A conjecture generalization of Karamata inequality
Conditions (1,2,3) are not enough for the inequality to hold. Take $n=3$, $x_1=x_2=3,x_3=0$, $y_1=3,y_2=y_3=0$. Then we need the multiset $(3,3,0,1,1,1)$ (all three $x$'s and 3 times mean of $y$'s) to majorate $(3,0,0,2,2,2)$. But four largest elements of the first multiset have sum $3+3+1+1=8$, while in the second it is $3+2+2+2=9$. So, the claim does not hold in full generality. To be more explicit, we get an opposite inequality for $f(x)=\max(x-2,0)$.
Conditions (1) and
(2') $x_1+...+x_i \geqslant y_1+.....+y_i$ and $x_{i+1}+...+x_n \leqslant y_{i+1}+...+y_n$ for $i=1,....,n-1$
are enough. We prove it by verifying that the multiset of $2n$ numbers $A:=\{x_1,\dots,x_n,y,y,\dots,y\}$ majorates the multiset $B:=\{y_1,\dots,y_n,x,x,\dots,x\}$, where $x=\frac1n \sum x_i$, $y=\frac1n \sum y_i$. Without loss of generality $x\leqslant y$, else change signs of all $x$'s and $y$'s. We have to check that the sum $w_m$ of $m$ largest elements of $B$ does not exceed the sum of $m$ largest elements of $A$. Let $m$ largest elements of $B$ be $y_1,\dots,y_s$ and $(m-s)$ times $x$. Consider two cases.

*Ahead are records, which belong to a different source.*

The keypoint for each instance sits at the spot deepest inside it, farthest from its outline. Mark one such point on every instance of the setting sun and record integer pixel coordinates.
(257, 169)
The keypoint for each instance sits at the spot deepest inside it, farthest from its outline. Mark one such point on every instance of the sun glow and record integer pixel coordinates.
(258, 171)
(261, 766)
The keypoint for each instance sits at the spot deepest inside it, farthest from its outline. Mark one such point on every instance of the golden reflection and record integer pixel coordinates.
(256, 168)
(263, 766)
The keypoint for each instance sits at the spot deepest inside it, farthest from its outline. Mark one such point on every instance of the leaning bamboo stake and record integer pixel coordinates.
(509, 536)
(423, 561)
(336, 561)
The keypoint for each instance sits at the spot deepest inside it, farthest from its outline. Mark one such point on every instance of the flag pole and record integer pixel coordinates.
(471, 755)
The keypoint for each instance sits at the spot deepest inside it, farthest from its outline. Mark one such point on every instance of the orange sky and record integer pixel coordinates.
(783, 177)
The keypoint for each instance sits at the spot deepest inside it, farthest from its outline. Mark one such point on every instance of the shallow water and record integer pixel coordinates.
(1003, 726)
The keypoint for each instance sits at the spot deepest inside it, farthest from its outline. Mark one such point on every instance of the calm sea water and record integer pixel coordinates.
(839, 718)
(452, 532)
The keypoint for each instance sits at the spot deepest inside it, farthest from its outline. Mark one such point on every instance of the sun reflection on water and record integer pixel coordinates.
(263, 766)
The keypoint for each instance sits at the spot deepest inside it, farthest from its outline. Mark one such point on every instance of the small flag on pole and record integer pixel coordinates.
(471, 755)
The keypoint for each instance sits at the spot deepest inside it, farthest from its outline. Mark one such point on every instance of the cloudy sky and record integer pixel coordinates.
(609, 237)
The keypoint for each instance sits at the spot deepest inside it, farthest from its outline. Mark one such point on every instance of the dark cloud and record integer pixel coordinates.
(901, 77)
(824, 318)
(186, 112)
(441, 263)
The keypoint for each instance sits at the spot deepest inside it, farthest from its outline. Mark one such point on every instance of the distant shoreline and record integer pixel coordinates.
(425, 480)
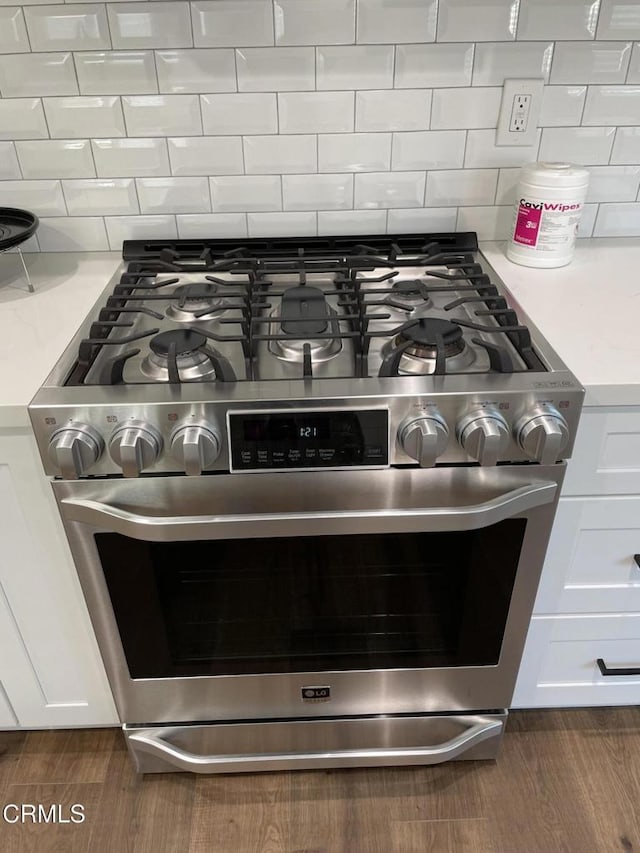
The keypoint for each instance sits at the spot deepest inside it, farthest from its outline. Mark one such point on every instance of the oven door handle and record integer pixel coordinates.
(153, 528)
(150, 741)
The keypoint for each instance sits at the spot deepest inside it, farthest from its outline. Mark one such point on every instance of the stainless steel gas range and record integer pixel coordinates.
(308, 485)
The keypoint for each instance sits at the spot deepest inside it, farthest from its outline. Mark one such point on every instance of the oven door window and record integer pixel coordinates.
(313, 603)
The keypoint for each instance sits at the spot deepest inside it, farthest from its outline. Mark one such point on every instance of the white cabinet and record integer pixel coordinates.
(51, 673)
(588, 603)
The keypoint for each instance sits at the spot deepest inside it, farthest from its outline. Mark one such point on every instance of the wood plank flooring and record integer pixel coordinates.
(566, 782)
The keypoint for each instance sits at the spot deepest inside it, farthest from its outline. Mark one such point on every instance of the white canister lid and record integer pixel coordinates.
(545, 174)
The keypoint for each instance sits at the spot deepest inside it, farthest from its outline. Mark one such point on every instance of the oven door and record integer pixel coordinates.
(307, 595)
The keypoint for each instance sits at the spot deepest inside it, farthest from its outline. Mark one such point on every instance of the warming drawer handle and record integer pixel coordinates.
(171, 528)
(155, 745)
(618, 670)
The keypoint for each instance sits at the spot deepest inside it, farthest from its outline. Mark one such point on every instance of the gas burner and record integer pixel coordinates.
(409, 295)
(424, 337)
(194, 302)
(192, 361)
(306, 322)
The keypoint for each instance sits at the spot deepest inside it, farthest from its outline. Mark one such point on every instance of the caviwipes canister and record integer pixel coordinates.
(549, 202)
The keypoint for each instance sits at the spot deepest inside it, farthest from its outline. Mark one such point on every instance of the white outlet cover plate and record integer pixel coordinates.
(534, 87)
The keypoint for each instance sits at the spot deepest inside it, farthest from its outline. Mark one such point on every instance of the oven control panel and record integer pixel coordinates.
(283, 440)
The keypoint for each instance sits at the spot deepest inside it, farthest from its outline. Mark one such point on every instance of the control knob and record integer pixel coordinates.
(135, 446)
(484, 435)
(424, 438)
(196, 445)
(543, 434)
(74, 448)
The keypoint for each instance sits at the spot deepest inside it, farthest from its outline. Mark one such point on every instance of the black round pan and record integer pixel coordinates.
(16, 226)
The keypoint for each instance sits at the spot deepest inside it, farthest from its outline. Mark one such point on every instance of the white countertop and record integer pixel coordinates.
(589, 311)
(36, 327)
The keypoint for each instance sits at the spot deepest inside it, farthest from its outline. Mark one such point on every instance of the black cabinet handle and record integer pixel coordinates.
(619, 670)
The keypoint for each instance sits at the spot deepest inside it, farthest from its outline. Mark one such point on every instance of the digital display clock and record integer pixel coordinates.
(262, 441)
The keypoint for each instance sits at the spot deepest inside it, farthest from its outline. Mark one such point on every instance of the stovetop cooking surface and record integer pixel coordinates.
(224, 311)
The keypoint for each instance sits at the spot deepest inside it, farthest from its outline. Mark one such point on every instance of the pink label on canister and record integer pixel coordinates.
(527, 225)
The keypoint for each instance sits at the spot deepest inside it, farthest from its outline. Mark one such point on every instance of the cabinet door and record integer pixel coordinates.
(54, 675)
(593, 559)
(606, 456)
(559, 665)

1-st case. $s\leqslant n-1$. Then $w_m=y_1+\dots+y_s+(m-s)x\leqslant x_1+\dots+x_s+(m-s)y$.
2-nd case. $s=n$. Then $w_m=y_1+\dots+y_n+(m-n)x\leqslant n\cdot y+x_1+\dots+x_{m-n}$.
In both cases we found $m$ elements of $A$ with a sum at least $w_m$, as desired.